広い綿の畑もたくさん見た。畑作業の移動らしく、小さなトラックの荷台に人がわんさか乗って走っていくのも見た。ウズベキスタンは綿花栽培が盛んなのだが、しかしそれはソ連時代に政策として広まったもので、重労働の上植民地のようにひどい搾取をされていたのだそうだ。独立後も綿は作られているのだが、連作で土地が痩せ、水が枯れるなどの問題もたくさん起きているそうだ。

道は悪くてものすごくガタガタ揺れる。でもまあ遠足気分でお菓子を食べたりおしゃべりしたりしていたのだが、バスで3時間と聞いていたのに、一向に着く気配がない。どうもバスだとのろいのでもっと時間がかかるらしい。日暮れまでに着けるのかなあと思ううちになんとなく暗くなってきた。窓の外はずーっとほこりっぽい平地でもう家も何もなくただただ何もないところを走っているのだが、ふと反対側の窓を見ると山が近くに見えている。日が沈みかけた空に、山がシルエットに浮かんでいて、でもまだぜんぜん到着しそうになく、なんだかどきどきしてくる。ここで何かが起きても誰も発見してくれなさそうな砂漠の真ん中で、まったく言葉のわからない人たちに囲まれてバスがどこに向かっているのか確認することもできず、子供を連れてこんなとこに来ちゃって本当に大丈夫?私の心配性の虫は騒ぎ出すと止まらない。心細いなかで自分が一人の人間なんだと考えるうち、人間として大事なものはなんだろうかと自問しはじめ、包容力、受容力、赤の他人を受け入れる力、みたいなものがこういう場所に一人置かれたときに一番大事なものなのだろうかなどと思った。つまり大きなハートということ。そんなことをドキドキ考えるうちに、本当に真っ暗になってしまった!もうすぐ7時だ。5時間も乗っている。と思ったら、やっと、やっと着いた。今夜お世話になるイスロムさんのおじさんのハビブさんの家からお迎えの車がきて待っているという。急いで車に乗り換えて、さらに30分。さらにガタガタ道をとばしていく。途中ところどころ急にスピードを落として迂回するような運転をする。そうとう道が悪いらしい。そのうち暗闇に白い土壁が浮かんで見え始めた。集落に着いたらしい。なんかものすごいとこに来ちゃったんじゃないか?とすごい不安。そして車は門から中に入って、明かりのついた家の前でとまった。

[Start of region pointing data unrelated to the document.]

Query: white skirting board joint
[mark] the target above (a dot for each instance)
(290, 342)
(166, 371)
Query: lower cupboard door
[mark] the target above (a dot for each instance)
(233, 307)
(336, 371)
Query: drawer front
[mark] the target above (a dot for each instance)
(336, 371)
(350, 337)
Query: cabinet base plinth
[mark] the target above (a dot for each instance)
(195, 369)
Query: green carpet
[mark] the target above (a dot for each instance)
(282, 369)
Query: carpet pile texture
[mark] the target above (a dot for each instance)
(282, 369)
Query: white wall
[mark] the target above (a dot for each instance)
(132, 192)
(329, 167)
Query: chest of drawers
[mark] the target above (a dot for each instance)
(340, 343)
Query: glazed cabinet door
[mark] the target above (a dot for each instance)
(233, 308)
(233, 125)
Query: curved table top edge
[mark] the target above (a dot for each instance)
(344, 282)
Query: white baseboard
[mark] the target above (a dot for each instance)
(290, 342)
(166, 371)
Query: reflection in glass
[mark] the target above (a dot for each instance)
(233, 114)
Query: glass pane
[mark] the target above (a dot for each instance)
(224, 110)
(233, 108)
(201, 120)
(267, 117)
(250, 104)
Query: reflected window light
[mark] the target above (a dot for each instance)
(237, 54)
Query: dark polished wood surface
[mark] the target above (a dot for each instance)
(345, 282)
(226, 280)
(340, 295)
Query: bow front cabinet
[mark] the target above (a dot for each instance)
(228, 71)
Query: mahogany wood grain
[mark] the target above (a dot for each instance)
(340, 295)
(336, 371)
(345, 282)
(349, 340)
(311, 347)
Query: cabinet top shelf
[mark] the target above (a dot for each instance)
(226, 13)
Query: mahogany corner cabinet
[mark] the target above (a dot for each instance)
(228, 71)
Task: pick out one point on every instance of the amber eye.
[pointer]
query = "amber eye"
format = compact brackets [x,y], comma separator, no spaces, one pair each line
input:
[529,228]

 案内されるままに家の中に入る。白い分厚い壁、床は木で全体になんとなく傾いている。玄関入ってすぐの土間に大きなガラス張りの冷蔵庫が置いてあり、壁には空港会社の大きなポスターが貼られてある。入り口で靴を脱ぎ、正面の部屋に入ると絨毯が敷いてあり、壁には民族衣装や伝統的な家具や小物らしきものが飾られていて、なんというかリトルワールドみたいな家なのだ。そこに荷物を置いて、玄関の隣の部屋に食事が用意してあります、と案内され、この建物はお客用の家です、と言われる。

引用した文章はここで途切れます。